Rabu, 07 Januari 2009

Editorial

MEMPERSEMPIT RUANG GERAK PARA MAFIA BERAS

Di mana ada gula, di situ ada semut. Di mana ada beras, di situ pasti ada para tengkulak. Kalimat ini tak mengada-ada, dan memang begitulah adanya. Adalah kekuasaan, peluang, dan kepentingan bisnis pribadi yang membuat aksi-aksi mereka senantiasa langgeng.

Pangan merupakan kebutuhan pokok setiap individu di sebuah negara, termasuk Indonesia. Bahan pangan yang menjadi makanan pokok sebagian besar penduduk Indonesia adalah beras. Walhasil, beras menjadi komoditas yang dominan dan sangat menentukan berbagai aspek kehidupan.
Di sinilah celah yang membuat para petualang bisnis masuk dengan leluasa. Kita yang begitu mendewakan beras akhirnya terjebak sendiri dalam situasi politik perberasan yang dikuasai para mafia beras. Terbukti, selama ini pemerintah tidak berupaya mengatasi persoalan yang terjadi dalam hal perberasan, kecuali dengan melulu mengeluarkan kebijakan impor. Data-data yang transparan juga tidak pernah dikeluarkan untuk mendukung kebijakan tersebut.
Justru kebijakan impor inilah yang ditunggu-tunggu para tengkulak. Mereka dapat mengeruk keuntungan dengan modus dan trik yang dimiliki, plus backing-an oknom pejabat. Sementara petani sebagai ujung tombak perberasan nasional lagi-lagi dilupakan. Alih-alih memberdayakan atau membeli gabah dari mereka, pemerintah lebih memilih membeli beras dari petani Vietnam dan Thailand.

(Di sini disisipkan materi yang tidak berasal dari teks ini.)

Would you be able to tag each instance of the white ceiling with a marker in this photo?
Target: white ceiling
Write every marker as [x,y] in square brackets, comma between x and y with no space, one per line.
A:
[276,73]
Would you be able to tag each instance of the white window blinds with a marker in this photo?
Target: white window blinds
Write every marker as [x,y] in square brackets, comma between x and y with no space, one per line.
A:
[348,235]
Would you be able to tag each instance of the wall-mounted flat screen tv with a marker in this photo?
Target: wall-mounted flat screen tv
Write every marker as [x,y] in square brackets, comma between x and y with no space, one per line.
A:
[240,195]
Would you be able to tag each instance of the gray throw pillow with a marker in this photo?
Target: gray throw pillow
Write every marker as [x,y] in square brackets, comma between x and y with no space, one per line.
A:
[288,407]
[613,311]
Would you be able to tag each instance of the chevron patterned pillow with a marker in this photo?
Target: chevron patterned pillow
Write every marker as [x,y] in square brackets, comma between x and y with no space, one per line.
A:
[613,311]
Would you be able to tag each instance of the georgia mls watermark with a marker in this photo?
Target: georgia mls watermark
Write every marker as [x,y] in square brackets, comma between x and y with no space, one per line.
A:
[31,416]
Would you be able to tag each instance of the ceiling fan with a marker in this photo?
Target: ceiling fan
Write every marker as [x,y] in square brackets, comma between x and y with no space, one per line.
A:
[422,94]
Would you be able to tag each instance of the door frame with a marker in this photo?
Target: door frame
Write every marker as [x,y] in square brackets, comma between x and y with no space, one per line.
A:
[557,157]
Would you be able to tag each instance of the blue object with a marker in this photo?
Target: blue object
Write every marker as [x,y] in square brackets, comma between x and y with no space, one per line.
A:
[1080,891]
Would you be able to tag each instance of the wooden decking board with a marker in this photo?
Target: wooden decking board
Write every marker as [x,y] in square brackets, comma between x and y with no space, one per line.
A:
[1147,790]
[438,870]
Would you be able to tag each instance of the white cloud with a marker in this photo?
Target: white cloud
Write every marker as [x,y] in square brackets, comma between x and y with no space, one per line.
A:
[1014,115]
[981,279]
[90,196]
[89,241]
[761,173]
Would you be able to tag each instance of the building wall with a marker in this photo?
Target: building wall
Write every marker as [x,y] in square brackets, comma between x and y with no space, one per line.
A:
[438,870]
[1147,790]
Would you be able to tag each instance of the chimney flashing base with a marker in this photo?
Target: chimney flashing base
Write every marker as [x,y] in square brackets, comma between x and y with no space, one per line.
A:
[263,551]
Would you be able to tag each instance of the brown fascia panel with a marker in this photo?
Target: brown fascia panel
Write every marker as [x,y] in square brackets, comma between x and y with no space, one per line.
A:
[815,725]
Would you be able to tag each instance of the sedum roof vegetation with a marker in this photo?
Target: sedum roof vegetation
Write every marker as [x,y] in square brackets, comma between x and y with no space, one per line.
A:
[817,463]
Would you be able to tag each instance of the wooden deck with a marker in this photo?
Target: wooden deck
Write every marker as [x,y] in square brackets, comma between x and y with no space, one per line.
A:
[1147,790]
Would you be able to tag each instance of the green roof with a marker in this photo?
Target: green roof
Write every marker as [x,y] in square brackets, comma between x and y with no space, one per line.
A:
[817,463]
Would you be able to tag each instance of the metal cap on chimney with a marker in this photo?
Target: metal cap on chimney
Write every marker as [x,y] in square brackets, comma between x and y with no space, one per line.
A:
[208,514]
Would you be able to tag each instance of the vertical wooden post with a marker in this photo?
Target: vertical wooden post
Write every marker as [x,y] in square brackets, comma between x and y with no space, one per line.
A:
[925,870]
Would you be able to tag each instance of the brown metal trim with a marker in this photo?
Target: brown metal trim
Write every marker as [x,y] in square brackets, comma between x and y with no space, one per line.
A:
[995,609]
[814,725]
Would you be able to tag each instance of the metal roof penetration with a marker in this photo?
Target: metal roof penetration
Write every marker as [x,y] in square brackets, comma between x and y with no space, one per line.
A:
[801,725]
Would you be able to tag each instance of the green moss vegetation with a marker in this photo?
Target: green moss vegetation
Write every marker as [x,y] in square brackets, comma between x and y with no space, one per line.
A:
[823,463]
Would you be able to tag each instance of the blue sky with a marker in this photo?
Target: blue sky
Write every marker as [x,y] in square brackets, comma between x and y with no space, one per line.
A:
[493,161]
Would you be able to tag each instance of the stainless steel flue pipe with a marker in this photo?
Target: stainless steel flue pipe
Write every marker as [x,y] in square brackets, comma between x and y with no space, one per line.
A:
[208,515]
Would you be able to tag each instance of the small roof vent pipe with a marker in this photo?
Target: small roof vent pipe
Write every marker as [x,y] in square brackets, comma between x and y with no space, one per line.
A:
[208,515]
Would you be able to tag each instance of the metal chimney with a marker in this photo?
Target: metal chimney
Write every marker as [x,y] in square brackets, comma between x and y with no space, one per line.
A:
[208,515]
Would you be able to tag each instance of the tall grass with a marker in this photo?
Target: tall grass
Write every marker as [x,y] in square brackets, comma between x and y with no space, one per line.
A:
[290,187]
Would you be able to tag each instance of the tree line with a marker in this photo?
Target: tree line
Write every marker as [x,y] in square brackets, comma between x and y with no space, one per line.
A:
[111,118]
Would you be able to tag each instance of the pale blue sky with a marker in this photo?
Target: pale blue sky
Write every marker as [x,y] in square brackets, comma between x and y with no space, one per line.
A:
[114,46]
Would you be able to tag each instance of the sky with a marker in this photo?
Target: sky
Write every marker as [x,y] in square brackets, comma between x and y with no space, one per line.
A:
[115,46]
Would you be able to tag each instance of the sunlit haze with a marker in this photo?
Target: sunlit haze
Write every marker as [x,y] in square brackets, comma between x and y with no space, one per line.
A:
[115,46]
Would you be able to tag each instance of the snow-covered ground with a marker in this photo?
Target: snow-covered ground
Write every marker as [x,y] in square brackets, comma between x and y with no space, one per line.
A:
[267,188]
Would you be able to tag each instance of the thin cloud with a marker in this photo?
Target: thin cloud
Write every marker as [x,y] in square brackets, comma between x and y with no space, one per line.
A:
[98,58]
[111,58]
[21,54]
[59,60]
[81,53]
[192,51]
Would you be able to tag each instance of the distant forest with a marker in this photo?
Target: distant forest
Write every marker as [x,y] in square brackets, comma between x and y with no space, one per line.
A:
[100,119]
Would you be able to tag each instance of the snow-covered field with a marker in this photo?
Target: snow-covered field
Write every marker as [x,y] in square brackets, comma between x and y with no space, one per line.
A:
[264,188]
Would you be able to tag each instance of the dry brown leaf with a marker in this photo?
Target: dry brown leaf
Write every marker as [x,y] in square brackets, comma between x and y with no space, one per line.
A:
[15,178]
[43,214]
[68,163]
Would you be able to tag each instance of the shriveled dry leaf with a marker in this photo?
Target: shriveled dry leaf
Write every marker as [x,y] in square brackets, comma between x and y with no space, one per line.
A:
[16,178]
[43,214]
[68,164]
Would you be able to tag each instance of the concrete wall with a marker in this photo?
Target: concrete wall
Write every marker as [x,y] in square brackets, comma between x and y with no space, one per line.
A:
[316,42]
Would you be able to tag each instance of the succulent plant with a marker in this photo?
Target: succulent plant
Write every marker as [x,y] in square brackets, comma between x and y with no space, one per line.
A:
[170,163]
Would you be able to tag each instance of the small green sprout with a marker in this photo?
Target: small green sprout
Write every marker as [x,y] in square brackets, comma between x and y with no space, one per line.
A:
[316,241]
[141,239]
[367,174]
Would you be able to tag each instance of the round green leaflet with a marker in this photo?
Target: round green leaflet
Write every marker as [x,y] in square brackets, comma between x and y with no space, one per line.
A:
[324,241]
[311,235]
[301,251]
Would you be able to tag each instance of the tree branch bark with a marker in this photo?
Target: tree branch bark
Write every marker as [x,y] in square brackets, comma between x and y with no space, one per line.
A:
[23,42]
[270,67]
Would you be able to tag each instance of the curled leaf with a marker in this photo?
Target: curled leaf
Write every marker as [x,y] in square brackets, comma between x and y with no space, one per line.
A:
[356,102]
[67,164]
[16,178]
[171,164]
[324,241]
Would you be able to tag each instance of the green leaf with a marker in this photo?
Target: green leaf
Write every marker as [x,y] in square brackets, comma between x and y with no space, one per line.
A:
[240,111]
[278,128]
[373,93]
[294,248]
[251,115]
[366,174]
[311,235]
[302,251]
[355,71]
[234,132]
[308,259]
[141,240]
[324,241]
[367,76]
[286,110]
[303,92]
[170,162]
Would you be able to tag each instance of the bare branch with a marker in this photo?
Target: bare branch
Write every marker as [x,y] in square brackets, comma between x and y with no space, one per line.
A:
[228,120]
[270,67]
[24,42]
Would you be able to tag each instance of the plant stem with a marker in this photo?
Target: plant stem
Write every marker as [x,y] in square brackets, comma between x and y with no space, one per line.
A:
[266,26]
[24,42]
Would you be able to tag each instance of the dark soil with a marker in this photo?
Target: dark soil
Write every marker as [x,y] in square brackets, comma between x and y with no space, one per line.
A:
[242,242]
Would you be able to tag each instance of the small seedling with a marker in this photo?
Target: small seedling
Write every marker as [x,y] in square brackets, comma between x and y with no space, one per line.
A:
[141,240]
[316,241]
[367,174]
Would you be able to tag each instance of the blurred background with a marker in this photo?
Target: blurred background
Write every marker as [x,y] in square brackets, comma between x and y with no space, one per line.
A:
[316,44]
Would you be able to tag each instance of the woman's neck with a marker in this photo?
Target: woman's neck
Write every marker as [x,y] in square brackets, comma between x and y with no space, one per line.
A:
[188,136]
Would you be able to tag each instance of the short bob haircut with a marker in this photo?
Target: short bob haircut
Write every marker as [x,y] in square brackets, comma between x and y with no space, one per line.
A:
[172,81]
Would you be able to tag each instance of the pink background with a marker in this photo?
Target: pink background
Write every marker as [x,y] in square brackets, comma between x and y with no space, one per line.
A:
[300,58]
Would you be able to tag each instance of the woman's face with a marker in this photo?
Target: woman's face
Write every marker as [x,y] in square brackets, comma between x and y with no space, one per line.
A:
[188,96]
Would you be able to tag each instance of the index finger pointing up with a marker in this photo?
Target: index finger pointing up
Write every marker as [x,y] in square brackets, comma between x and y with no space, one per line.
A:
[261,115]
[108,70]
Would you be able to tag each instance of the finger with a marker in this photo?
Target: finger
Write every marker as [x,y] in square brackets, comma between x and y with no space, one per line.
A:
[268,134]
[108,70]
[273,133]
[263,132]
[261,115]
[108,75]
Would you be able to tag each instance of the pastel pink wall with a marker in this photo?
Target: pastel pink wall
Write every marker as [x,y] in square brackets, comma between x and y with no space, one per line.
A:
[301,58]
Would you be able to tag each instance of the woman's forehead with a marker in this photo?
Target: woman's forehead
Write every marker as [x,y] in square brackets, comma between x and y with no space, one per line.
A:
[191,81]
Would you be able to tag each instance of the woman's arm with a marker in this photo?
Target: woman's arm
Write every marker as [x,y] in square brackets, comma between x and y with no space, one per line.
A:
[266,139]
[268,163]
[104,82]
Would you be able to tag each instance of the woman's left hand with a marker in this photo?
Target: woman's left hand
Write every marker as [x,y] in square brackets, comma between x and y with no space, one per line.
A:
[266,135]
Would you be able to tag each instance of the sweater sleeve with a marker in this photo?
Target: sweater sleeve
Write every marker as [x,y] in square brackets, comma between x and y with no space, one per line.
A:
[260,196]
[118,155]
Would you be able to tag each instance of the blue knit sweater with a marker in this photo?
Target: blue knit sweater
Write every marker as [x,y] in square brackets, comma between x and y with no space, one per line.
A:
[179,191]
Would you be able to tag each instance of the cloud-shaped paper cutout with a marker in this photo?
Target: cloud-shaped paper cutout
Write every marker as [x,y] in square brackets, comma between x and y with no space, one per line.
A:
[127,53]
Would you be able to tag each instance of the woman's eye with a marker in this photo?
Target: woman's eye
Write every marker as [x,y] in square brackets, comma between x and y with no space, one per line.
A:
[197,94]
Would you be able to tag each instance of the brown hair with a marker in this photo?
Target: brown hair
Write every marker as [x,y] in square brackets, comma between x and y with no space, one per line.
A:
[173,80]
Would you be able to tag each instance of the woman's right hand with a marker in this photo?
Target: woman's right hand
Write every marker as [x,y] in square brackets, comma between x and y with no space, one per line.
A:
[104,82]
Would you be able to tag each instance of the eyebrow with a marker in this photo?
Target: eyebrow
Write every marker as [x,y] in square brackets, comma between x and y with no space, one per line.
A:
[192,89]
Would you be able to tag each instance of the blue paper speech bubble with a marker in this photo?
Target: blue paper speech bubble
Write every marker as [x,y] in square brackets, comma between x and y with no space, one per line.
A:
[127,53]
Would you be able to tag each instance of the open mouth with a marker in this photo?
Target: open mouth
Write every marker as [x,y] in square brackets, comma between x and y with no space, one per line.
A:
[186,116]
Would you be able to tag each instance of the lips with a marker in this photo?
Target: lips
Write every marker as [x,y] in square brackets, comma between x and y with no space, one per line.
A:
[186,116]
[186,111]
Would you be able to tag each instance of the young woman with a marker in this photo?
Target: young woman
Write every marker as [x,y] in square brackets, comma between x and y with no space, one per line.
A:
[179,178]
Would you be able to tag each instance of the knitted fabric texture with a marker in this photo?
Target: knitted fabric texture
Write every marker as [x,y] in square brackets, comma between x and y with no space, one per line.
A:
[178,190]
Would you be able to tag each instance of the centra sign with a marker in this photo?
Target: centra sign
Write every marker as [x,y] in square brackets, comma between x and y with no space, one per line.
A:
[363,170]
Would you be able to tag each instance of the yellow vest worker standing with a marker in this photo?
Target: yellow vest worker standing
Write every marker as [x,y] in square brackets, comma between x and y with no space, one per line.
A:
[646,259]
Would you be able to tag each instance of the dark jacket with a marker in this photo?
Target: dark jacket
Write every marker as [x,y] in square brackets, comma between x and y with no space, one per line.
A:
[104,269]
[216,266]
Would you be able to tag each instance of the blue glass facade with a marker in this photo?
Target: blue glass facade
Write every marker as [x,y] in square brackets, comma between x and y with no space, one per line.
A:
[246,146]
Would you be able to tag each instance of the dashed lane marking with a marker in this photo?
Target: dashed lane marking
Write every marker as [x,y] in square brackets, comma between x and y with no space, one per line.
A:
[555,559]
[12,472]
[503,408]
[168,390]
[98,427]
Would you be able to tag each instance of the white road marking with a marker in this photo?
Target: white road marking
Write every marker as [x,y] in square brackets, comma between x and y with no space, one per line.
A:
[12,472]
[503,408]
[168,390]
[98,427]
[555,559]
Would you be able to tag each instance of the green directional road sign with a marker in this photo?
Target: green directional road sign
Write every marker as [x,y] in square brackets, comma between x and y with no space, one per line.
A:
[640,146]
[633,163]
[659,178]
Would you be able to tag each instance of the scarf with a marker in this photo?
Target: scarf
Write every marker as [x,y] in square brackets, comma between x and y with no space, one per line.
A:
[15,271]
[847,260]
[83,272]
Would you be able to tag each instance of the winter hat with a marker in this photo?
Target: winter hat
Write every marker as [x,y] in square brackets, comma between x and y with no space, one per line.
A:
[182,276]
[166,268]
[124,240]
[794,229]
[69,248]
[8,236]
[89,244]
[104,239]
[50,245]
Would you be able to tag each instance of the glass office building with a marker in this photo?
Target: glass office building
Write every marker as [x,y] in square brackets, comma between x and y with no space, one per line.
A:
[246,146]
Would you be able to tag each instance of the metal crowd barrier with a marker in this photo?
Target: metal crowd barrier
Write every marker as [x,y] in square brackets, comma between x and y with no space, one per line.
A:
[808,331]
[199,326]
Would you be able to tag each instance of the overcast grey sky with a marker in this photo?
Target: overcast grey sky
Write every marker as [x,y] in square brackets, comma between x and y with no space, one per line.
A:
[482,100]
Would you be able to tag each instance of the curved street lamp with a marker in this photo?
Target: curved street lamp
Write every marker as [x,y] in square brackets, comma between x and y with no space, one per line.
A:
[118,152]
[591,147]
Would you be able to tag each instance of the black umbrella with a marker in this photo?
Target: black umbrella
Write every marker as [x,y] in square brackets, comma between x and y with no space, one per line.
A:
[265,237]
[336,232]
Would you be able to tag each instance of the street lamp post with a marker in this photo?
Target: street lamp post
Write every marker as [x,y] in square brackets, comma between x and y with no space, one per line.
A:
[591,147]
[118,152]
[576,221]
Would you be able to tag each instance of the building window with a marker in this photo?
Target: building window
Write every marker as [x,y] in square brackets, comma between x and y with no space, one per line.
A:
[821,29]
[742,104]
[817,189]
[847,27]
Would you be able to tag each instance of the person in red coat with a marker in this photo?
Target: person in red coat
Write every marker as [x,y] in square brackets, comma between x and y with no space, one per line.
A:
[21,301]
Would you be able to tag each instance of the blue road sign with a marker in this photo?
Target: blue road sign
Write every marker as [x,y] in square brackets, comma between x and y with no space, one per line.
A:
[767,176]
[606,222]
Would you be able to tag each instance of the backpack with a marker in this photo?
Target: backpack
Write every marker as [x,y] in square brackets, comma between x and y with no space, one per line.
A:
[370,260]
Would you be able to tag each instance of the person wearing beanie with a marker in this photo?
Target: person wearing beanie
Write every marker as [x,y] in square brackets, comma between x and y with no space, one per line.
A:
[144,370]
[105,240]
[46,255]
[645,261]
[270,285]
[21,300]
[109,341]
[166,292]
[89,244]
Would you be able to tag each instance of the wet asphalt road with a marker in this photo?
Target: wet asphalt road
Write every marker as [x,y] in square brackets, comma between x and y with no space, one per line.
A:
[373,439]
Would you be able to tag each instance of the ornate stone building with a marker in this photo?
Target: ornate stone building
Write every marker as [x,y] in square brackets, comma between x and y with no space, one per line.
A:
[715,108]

Banyak pihak mensinyalir keberadaan mafia perberasan ini telah ada sejak 30 tahun silam, sejak era Presiden Soeharto. Mereka seringkali mempermainkan stok sekaligus harga beras di pasaran. Tidak semata-mata melakukan kartel, tapi ketika masa panen tiba, mereka melakukan oligopoli karena petani tidak mempunyai kekuatan mengorganisasi. Oknum-oknum tersebut tidak bekerja dalam kelompok kecil, tetapi bekerja dalam suatu jaringan yang terpadu (integrated) dengan berbagai unsur yang terkait. Mereka berkeliaran sembari mempermainkan isi perut 220 juta rakyat.

Oleh karena itu, sudah sewajarnya aparat penegak hukum segera membongkar dan menangkap pihak-pihak yang melakukan penyelundupan, penimbunan, dan berbagai tindakan melawan hukum lainnya terkait pangan maupun perberasan di Tanah Air. Sebab, hilangnya beras di pasaran sehingga melambungkan harga, tidak terelakkan lagi, merupakan permainan pihak-pihak tertentu yang ingin mereguk keuntungan di balik kesengsaraan rakyat.

Di samping penegakan hukum, hal yang lebih substansial lagi, seperti perlunya membangun database perberasan maupun tata cara impor dengan prosedur government to government (G to G) pun harus mendapat perhatian utama. Dengan database perberasan, volume stok beras nasional dan siapa yang menguasainya juga akan ketahuan. Begitu pula dengan prosedur G to G, yang dapat meminimalisasikan adanya pembonceng ataupun broker dalam impor beras.

Soal pengelolaan pangan, sudah seharusnya pemerintah yang baik tentu melihat contoh di negara yang bagus penataan bahan pangannya. Hampir semua negara yang kokoh dan stabil di bidang pangan, tidak hanya mengandalkan bahan pangan pokok pada satu jenis. Rata-rata membagi kebutuhan pangan mereka dalam bentuk gandum, jagung, beras, ubi, kentang, dan komoditas pangan lainnya.

Sebagai negara agraris di mana begitu banyak sumber karbohidrat yang bisa tumbuh dengan baik, memang cukup naïf kalau hanya mengandalkan pada produksi beras yang terbukti selalu menuai masalah baik dalam ketersediaan, kesejahteraan petani, maupun distribusinya. Karena itu, diversifikasi pangan sudah selayaknya menjadi perhatian utama pemerintah. Dengan diversifikasi, berarti kita tak hanya memperkecil ruang gerak para cukong atau tengkulak, tapi juga berarti mengembalikan gengsi komoditas pangan lainnya.